Дирижер спиной чувствовал, как москвичи с ленинградцами замерли на своих местах, самых лучших в зале. Переманят девку, точно переманят — дирижер думал об этом без особой грусти. Давно сложилось, что, если провинциальная солистка хотя бы немного выделяется среди прочих, дорога ей — на главные оперные сцены страны.

Для нас Татьяна слишком хороша, думал дирижер, готовясь ко второму действию. Зал полнехонек, посмотреть приятно. Эти глаза, аплодисменты, живое тепло зрителей — все мы, от монтировщиков и уборщиц до солистов и дирижеров, приходим в театр только для того, чтобы насытиться этим теплом.

Дирижер обвел оркестр суровым взглядом, кивнул и поднял палочку.

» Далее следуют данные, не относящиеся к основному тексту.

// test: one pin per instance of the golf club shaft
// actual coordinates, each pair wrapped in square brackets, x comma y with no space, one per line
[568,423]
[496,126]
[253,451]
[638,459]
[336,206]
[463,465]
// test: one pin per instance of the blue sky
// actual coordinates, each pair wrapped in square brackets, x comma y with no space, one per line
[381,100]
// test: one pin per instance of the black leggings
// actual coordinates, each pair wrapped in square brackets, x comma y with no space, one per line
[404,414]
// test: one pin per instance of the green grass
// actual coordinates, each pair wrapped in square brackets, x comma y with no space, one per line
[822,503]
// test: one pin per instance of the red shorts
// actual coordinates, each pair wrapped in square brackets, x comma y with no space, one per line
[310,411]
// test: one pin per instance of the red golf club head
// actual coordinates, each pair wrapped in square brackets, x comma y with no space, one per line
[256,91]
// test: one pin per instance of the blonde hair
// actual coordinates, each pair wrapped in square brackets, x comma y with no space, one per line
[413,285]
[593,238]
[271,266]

В полях Бостона настала ночь.

«Бал-маскарад» давали на итальянском, и это была новость для города, непривычного к таким штукам. Теперь подобным вывертом не удивишь, но и вкусы публики не меняются: лучше бы на русском пели, ворчат и в партере, и в ложах. Оригинальным звучанием наслаждаются критики и музыкальные гурманы — те упиваются итальянскими словесами, сплетенными в кружевное полотно арий и дуэтов.

Татьяна итальянского почти не знала, но способности к языкам имела приличные, легко схватывала и запоминала чужие слова. Лет пять назад во всех магнитофонах и проигрывателях СССР царили итальянские сладкошлепы из Сан-Ремо — разливались соловьями Аль Бано со своей — тогда еще красивой — американской женой, и демонический Тото Кутуньо, и почти неведомые Татьяне Риккардо Фольи, Рикки и Повери, Пупо….

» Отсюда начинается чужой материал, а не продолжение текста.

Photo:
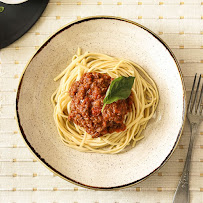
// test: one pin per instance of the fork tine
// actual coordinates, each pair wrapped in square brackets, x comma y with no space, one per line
[200,100]
[196,92]
[190,100]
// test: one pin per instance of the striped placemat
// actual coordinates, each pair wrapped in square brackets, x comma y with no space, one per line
[23,179]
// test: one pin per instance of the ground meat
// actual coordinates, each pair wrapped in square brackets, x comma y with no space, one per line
[87,100]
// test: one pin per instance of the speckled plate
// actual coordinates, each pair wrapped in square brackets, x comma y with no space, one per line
[117,37]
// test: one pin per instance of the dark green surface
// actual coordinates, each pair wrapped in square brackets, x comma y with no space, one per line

Сладкошлепов особенно любила Оля, заказывала в Грамзаписи тонкие голубенькие пластинки с одной-единственной, запиленной песней и потом допиливала ее на домашнем проигрывателе: «Si e no, si e no, perché, perché, perché»… Да и Татьяне сладкошлепы, в общем, нравились, и она к большому своему изумлению обнаружила, что запоминает немудреные тексты влет — без особых усилий. Арию Амелии она выучила быстро, и суфлершу слушала вполуха.

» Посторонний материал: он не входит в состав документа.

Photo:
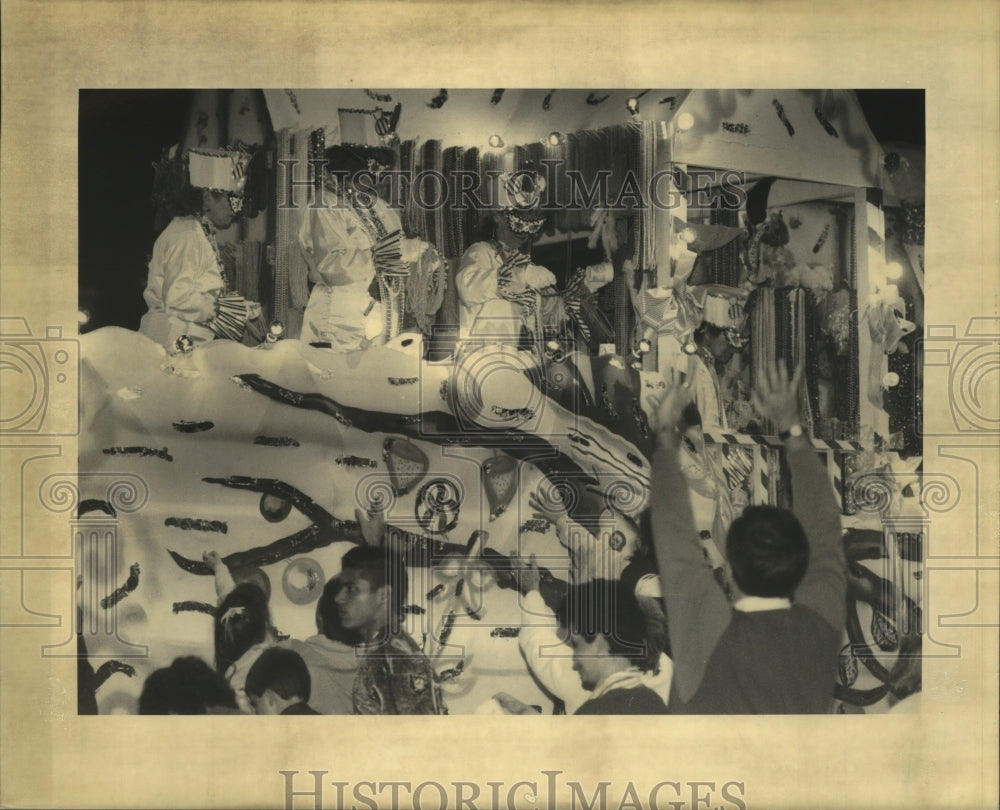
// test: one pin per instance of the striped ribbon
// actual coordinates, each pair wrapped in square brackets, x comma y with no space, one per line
[756,439]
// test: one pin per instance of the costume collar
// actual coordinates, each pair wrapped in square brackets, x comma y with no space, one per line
[623,679]
[757,604]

Но только не вдень премьеры. Во втором акте, едва появившись, Амелия напрочь забыла слова и, если бы не вовремя вступившая и фактически спасшая ее Ульрика… Потом Амелия запнулась и чуть не рухнула на сцену — к счастью, дирижер ничего не заметил. К счастью ли? Всякому известно, что запнуться на сцене означает закат карьеры и конец прочим чаяниям.

Второе действие полностью строилось под Амелию, но когда Татьяна открыла рот, чтобы спеть «Ecco l’orrido campo», из груди ее исторгся сиплый, жалкий крик. Голос — как и Согрин — выбрал не самое подходящее время для прощания.

— Сколько лет работаю, никогда такого не видел, — сказал московский охотник за головами.

Ответом ему был еще один сиплый крик. Дирижер стал красным, как ленинское знамя, за сценой уже стучали каблуки ведущей — понеслась готовить замену. Татьяна нелепо поклонилась, согнувшись пополам, — не как артистка, а как монашка. Это была панихида по голосу. Похороны карьеры. Прощание с мечтой.

В пустой гримке Татьяна сняла парик, потом платье Амелии — ей хотелось как можно скорее избавиться от чужих тряпок. Кто-то вбежал в гримку, стянул платье со спинки стула, прихватил парик — пять минут, и на сцене появится новая Амелия. Спектакль продолжается, show, как всем известно, must go on.